Our Worship Today
The Anglican Church of Canada is an offspring of the Church of England and in our worship today we celebrate liturgies whose foundations are left to us by the early Christian community as described in the New Testament. We are the people of the catholic Church, whose faith is based on the works of God as seen through Christ. Each Anglican Church across the country, to the best of its ability, offers up its most beautiful vestments, chalices, linens and actions to honour a living God. Each church is the embodiment of the one undivided body of Christ.
However, there have been times in the Church when what was offered up was not always the best. For example, during the Middle Ages preaching was not always thought to be essential and the reading of Scripture, if read at all, was often read badly. All the services were held in Latin so the majority of the people who attended Church could not understand them. Latin was the language of the educated and it was the laity who were uneducated who attended. During most of the Middle Ages the laity were considered second class citizens.
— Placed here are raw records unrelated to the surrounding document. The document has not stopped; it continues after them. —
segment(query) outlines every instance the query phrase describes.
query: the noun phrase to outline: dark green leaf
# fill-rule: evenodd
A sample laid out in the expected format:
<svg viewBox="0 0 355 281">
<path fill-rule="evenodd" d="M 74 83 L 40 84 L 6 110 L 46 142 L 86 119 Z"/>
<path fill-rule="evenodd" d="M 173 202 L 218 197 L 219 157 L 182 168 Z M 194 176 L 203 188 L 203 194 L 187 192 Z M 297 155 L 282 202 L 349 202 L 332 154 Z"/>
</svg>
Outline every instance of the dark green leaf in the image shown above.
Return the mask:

By the sixteenth century there was a movement to reintroduce the church at the center of the lives of all the lay people. In England, the Bible was translated into English. Thomas Cranmer composed the Book of Common Prayer with an emphasis on the reading of Scripture at its core. Morning and Evening Prayer and the Lord’s Supper was now available to everyone. Books of Sermons were written and available to clergy to assist them in improving their preaching. Unfortunately, soon after the Reformation most churches were celebrating Communion only four or five times a year. There are many reasons for this but one was that it was thought that if one received the Body and Blood of Christ too often it would become meaningless. The leaders of the Reformation were in favour of receiving it at least once a week. The clergy continued to do almost everything liturgical but there is now more lay involvement than before. One only needs to carefully read the service for Holy Communion in the BCP to see how it is a service done almost in its entirety by the clergy. One example of the genius of Cranmer is that we can use either Morning or Evening Prayer as a beginning for the celebration of the Eucharist.
In the church we acknowledge the church is not the clergy or a building but all of the people of God and each has a role to play in the liturgy and in the world.